Tra le motivazioni che lo hanno spinto ad aderire alla causa, ha citato il trattamento simile che ha dichiarato di aver subito in Georgia, e che lo ha spinto ad abbandonare il suo Paese.
"Sono stato molestato dalla polizia in America. Mi hanno puntato le pistole contro", ha detto. "Non voglio che il Giappone diventi un posto del genere."
Motoki Taniguchi, uno degli avvocati che rappresentano i tre querelanti, ha dichiarato durante un'udienza in tribunale: "La profilazione razziale è una discriminazione razziale intenzionale da parte delle autorità pubbliche e costituisce la forma di discriminazione più perniciosa".
"È responsabilità del tribunale confermare l'illegalità di tale pratica e porvi fine", ha affermato Taniguchi.

Tuttavia, le prospettive di cambiamento sono state recentemente offuscate dai commenti del Ministro della Giustizia, che ha delineato un passo avanti per introdurre uno screening pre-arrivo per i viaggiatori senza visto a partire dall'anno fiscale 2028 e altre misure per rafforzare il sistema di immigrazione.
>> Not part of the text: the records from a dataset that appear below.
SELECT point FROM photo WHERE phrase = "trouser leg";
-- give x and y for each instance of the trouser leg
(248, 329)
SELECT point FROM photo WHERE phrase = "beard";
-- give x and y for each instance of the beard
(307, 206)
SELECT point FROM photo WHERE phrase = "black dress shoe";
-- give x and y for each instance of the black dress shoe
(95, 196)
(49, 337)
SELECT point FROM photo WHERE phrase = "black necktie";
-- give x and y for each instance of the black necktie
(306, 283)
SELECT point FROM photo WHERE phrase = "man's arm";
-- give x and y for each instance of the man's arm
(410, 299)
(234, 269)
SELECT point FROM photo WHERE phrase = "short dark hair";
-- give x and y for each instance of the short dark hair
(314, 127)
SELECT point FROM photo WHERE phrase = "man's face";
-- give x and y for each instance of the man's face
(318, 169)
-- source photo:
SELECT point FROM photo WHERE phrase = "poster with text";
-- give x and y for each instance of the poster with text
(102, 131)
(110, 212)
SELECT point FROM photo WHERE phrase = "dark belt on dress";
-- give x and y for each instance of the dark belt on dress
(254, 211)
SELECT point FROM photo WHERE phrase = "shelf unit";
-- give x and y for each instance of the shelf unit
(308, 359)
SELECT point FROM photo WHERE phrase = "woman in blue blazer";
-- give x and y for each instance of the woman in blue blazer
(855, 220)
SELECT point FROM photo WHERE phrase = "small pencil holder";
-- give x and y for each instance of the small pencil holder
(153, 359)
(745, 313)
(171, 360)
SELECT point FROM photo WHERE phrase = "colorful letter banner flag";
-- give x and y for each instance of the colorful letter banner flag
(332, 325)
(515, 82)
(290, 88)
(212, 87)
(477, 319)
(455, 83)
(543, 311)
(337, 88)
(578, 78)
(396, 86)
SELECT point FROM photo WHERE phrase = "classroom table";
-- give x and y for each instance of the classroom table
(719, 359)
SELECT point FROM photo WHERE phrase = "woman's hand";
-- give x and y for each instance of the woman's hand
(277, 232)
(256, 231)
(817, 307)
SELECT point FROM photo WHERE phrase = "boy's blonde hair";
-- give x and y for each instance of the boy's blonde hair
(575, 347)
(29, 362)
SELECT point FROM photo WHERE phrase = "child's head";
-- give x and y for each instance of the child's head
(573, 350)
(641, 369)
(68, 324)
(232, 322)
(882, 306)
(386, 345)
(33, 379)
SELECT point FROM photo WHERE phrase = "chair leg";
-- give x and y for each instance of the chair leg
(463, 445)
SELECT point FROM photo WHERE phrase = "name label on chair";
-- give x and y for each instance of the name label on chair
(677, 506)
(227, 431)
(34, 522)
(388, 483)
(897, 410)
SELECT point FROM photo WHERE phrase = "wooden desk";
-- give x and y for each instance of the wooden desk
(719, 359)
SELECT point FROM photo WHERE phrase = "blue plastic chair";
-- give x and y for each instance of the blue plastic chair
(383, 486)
"Il governo è fortemente invitato ad adottare misure poiché sta crescendo la preoccupazione dell'opinione pubblica nei confronti degli stranieri che non rispettano le regole", ha affermato il mese scorso il ministro della Giustizia Keisuke Suzuki, in commenti visti come un potenziale incoraggiamento ad atteggiamenti discriminatori.
Secondo Kawahara di Japan for Black Lives, il recente aumento dei viaggiatori in arrivo e la crescente discussione su questioni "a sorpresa", come il comportamento problematico di una piccola minoranza di visitatori, stanno probabilmente scatenando un'opinione pubblica che, a suo avviso, ignora ampiamente le questioni di pregiudizio per accettare un attento esame delle persone dall'aspetto straniero.
"Alcune persone dicono con nonchalance che le vittime che affermano di essere state discriminate sono semplicemente paranoiche o che non vedono alcun problema nel fatto che la polizia fermi degli sconosciuti per strada", ha detto. "Dicono: 'Perché non lasci che la polizia ti fermi se non hai niente da nascondere?'", ha detto Kawahara.
"Credo che solo provando simpatia per le persone con radici straniere e dialogando potremo davvero porre fine alla discriminazione", ha aggiunto.